Exercise: Repeat the calculation using the high temperature variable ${u}$ instead of the low tempoerature variable ${t}$. (The final answer is of course the same.)

5. The cubic Ising model

Ever since 1944 when Onsager published his seminal paper, tentative “exact solutions” have been proposed over the years for the 3D or cubic Ising model. As mentioned eariler, the Grassmann action is quartic for the cubic Ising model. In quantum field theory, quartic Grassmann actions are associated with models of interacting fermions, whereas quadratic actions are associated with free-fermion models. The latter are easily solved via Pfaffian and determinant formulas, as we have done above, but at the present time there are no methods known to be able to give exact solutions (in the thermodynamic limit) of lattice models with quartic Grassmann actions. Hence, anybody claiming an exact solution to the cubic Ising model must explain how they overcame the mathematical difficulty of dealing with quartic actions, or at least how the new method bypasses this mathematical obstruction.

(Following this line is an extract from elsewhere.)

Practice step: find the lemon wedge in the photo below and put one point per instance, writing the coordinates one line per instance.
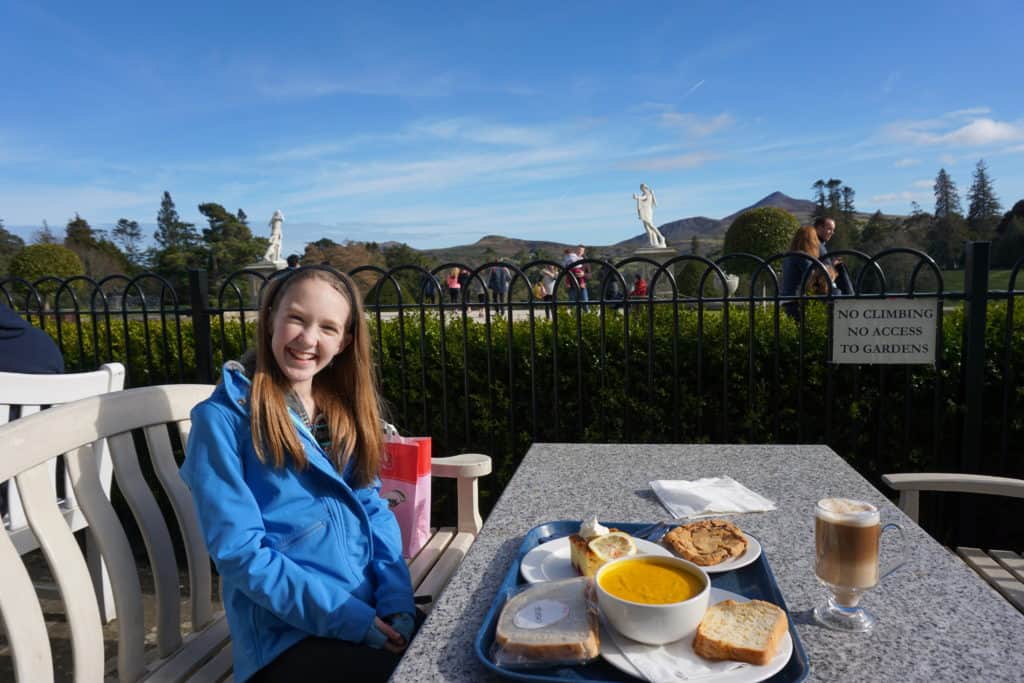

Barry Cipra, in an article in Science, referred to the Ising problem as the “Holy Grail of statistical mechanics.” The article lists a number of other reasons why we may never attain the goal of finding an explicit exact solution of the cubic Ising model.

Exact solution of the cubic Ising model may be an impossible problem!

I thank Francisco “Xico” Alexandre da Costa and Sílvio Salinas for calling my attention to the Grassmann variables approach to solving the Ising model.